この界隈はだいぶ歩いて店を探したが、立ち飲み屋はなかった。代々木八幡の線路の向こうも、代々木公園へ向かう商店街にも。上原で仕事が終わると、ボクはいつも新宿まで出て酒場に向かう。それが、ようやく立ち飲みが出来た。しかもとびっきりいい感じのお店が。

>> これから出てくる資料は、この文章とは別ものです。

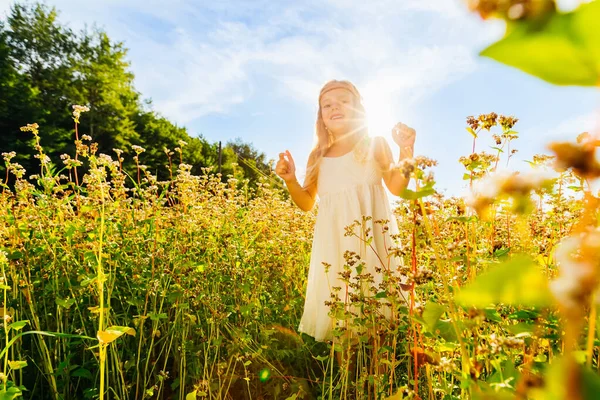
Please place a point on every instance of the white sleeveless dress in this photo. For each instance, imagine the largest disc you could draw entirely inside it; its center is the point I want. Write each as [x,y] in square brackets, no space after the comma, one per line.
[347,190]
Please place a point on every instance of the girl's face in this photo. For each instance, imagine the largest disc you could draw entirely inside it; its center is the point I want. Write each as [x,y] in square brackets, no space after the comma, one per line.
[338,110]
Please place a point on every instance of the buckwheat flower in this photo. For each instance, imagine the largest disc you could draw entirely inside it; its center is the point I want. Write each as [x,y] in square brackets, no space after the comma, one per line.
[30,128]
[578,259]
[138,149]
[8,156]
[77,110]
[504,184]
[581,157]
[44,159]
[406,166]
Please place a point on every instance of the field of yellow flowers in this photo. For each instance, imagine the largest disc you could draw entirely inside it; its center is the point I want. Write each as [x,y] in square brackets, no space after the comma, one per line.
[116,285]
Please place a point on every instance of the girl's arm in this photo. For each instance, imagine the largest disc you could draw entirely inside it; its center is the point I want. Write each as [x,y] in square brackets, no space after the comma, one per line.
[303,196]
[393,178]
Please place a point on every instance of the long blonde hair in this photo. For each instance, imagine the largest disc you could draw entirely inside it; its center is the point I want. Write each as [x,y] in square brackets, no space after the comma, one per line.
[324,140]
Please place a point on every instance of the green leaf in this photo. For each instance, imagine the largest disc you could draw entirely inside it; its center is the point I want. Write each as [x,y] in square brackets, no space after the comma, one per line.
[518,281]
[113,332]
[191,395]
[17,326]
[157,316]
[82,373]
[432,314]
[10,393]
[65,303]
[17,364]
[501,252]
[408,194]
[564,50]
[590,384]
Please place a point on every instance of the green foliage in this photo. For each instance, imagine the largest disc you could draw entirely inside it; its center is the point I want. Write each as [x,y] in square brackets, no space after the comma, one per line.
[561,48]
[46,68]
[518,281]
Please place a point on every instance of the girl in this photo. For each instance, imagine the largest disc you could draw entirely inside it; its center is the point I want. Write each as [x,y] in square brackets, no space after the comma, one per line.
[345,169]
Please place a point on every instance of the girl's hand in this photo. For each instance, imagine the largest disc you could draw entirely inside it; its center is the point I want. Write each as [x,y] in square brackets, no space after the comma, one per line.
[404,136]
[286,168]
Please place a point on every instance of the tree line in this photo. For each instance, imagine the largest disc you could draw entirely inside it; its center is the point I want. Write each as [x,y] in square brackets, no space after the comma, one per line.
[46,68]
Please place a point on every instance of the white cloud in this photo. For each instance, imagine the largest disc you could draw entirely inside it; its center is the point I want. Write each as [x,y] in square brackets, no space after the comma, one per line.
[570,128]
[207,55]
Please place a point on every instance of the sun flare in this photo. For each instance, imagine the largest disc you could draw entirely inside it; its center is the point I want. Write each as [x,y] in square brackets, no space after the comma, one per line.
[381,116]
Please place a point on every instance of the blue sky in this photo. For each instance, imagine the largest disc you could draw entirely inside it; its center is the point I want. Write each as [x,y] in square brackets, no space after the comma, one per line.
[253,69]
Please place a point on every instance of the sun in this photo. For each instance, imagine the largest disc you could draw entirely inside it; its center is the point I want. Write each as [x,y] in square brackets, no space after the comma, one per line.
[380,111]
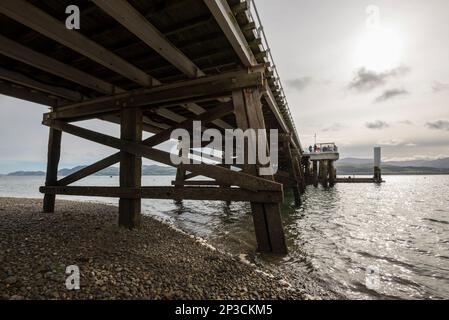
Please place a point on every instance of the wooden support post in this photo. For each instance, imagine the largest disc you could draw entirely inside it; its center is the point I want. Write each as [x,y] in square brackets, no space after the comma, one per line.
[54,152]
[302,176]
[315,173]
[266,217]
[294,170]
[306,170]
[130,168]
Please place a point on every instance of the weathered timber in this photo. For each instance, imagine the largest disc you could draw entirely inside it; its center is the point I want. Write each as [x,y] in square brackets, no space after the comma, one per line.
[224,175]
[315,173]
[227,22]
[54,152]
[206,117]
[163,192]
[136,23]
[38,20]
[26,94]
[130,168]
[177,93]
[31,83]
[294,170]
[332,173]
[267,219]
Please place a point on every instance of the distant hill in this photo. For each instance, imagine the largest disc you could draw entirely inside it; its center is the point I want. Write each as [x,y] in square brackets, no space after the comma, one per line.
[147,170]
[348,169]
[26,173]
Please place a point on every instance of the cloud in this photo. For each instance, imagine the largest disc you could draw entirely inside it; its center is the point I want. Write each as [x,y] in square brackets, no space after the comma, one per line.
[366,80]
[438,125]
[334,127]
[389,94]
[377,125]
[438,86]
[299,84]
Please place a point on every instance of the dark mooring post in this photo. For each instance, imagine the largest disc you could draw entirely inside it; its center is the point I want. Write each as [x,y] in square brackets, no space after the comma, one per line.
[130,168]
[325,175]
[306,163]
[267,217]
[54,152]
[294,169]
[332,176]
[315,173]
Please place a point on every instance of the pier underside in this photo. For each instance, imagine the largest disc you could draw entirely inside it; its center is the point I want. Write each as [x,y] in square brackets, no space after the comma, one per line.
[154,66]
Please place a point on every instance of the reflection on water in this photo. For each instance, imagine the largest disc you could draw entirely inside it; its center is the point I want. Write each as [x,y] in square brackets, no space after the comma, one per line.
[360,240]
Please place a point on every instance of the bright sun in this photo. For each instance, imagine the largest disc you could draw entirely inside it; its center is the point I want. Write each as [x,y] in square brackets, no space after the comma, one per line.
[379,49]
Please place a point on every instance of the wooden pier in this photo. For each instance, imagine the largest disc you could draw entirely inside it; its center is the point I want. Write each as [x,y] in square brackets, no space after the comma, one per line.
[154,66]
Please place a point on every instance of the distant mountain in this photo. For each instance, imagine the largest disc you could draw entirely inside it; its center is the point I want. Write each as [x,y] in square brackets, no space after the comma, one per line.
[147,170]
[438,164]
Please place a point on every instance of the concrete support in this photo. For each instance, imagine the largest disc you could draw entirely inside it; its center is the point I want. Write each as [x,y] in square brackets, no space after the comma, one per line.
[130,168]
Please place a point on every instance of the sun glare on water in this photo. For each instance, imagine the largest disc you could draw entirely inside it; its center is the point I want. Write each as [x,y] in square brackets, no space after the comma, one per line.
[379,49]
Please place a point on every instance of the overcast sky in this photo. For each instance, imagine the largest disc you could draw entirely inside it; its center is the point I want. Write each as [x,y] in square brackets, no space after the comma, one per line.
[355,83]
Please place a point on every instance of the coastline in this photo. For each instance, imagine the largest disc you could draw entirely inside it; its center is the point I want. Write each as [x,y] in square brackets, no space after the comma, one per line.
[154,262]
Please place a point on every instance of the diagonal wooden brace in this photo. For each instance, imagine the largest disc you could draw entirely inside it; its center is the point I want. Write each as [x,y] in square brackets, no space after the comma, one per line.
[222,175]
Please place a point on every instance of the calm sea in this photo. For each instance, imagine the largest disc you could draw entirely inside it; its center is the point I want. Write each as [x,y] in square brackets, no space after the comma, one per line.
[359,240]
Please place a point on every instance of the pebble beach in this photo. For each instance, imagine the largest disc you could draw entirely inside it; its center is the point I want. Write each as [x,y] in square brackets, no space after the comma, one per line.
[154,262]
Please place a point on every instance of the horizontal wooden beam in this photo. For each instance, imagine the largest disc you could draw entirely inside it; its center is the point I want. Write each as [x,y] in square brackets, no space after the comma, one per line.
[36,85]
[136,23]
[43,62]
[185,193]
[176,93]
[26,13]
[227,22]
[158,138]
[18,92]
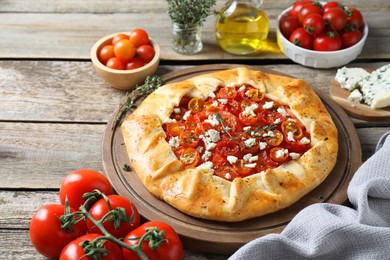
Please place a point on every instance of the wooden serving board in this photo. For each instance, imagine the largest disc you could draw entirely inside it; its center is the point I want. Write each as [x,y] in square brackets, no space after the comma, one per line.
[220,237]
[359,111]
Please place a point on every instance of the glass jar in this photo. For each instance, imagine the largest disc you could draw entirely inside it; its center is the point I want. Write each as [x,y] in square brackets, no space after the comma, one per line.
[242,26]
[187,38]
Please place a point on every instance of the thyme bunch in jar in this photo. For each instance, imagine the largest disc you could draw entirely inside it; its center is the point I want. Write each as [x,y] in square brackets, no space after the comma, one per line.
[187,18]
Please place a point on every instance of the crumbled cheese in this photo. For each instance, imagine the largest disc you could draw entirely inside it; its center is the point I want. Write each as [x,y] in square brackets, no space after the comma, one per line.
[212,120]
[290,136]
[250,142]
[355,97]
[174,142]
[249,110]
[232,159]
[282,111]
[262,145]
[186,114]
[349,77]
[268,105]
[294,156]
[305,140]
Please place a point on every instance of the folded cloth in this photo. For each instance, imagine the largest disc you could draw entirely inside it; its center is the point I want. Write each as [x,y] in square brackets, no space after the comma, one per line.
[328,231]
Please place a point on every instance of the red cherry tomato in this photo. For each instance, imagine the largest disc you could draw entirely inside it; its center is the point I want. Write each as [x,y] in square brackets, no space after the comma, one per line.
[355,18]
[314,24]
[146,53]
[296,8]
[116,64]
[134,63]
[328,42]
[310,8]
[288,24]
[46,233]
[80,181]
[350,38]
[170,249]
[74,250]
[118,37]
[337,18]
[301,38]
[139,37]
[124,50]
[100,209]
[106,53]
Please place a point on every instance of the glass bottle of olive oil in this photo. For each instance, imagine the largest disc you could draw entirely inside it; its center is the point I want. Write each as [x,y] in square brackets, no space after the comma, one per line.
[242,26]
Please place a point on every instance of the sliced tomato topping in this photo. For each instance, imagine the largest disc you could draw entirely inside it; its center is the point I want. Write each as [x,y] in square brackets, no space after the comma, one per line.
[189,157]
[196,105]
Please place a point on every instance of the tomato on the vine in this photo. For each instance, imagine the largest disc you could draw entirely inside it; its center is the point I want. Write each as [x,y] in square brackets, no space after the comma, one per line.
[80,181]
[300,37]
[128,221]
[328,42]
[170,248]
[46,233]
[74,249]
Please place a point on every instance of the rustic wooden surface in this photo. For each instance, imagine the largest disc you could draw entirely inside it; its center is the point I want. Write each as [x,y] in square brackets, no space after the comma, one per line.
[54,108]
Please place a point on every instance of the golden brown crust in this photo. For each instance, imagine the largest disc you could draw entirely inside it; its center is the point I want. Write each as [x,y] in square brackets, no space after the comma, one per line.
[198,192]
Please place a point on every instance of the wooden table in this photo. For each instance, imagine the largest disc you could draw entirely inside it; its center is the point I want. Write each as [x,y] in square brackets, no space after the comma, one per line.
[54,107]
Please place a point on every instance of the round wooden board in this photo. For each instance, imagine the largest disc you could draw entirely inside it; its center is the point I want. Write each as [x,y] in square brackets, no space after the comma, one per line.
[359,111]
[220,237]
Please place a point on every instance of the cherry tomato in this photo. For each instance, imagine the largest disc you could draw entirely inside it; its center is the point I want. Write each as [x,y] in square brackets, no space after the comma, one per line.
[170,249]
[190,157]
[188,139]
[116,64]
[309,8]
[146,53]
[174,129]
[275,139]
[278,154]
[80,181]
[355,18]
[100,209]
[314,24]
[226,172]
[301,38]
[337,18]
[328,42]
[118,37]
[134,63]
[124,50]
[46,233]
[296,8]
[74,250]
[288,24]
[139,37]
[227,93]
[350,38]
[332,4]
[106,53]
[196,104]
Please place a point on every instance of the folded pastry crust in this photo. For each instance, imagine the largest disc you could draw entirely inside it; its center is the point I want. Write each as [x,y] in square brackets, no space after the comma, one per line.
[199,193]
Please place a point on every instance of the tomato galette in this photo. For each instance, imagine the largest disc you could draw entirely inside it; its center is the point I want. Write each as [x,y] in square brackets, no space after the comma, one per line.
[231,145]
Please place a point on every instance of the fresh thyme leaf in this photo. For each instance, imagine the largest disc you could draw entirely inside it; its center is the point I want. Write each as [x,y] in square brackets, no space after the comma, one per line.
[151,83]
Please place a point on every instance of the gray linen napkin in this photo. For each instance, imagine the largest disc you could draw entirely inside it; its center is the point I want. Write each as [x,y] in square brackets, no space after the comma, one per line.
[328,231]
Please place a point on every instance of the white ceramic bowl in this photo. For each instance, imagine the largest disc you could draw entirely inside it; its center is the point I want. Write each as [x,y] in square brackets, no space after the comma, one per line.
[317,59]
[123,79]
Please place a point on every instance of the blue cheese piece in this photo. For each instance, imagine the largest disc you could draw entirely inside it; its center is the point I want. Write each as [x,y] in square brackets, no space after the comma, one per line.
[355,97]
[376,88]
[349,77]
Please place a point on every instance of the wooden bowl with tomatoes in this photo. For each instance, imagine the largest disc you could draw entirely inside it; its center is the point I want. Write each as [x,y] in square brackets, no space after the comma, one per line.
[125,59]
[321,34]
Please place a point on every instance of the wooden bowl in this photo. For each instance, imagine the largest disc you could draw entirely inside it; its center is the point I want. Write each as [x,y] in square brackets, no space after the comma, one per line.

最後に頼んだ、塩辛とじゃがいもの和え物が秀逸だった。
正式名は失念したが、一見すると、相容れなさそうな両者が見事な調和を果たしているこの一品。塩辛の辛味とホクホクのじゃがいもの邂逅。一体この不思議なハーモニーはなんだろうか。思わず、「うま~い」と大声を発しながら、空を飛ぶミスター味っ子状態になった。なんという旨さ。恐るべし。
きっかり、ナカ2杯で試合終了。
最近、コの字カウンターが続いているが、どれもいい店ばかり。「一平」、「馬越」。そのいずれもが、キンミヤが飲み物の中核を担っているのは偶然か。
次回は絶対立ち飲みで。そして、店の屋号にもなっている、煮込みも食べなければ。次回の訪問が今から楽しみだ。
14時開店て。これじゃ、仕事にならないよ。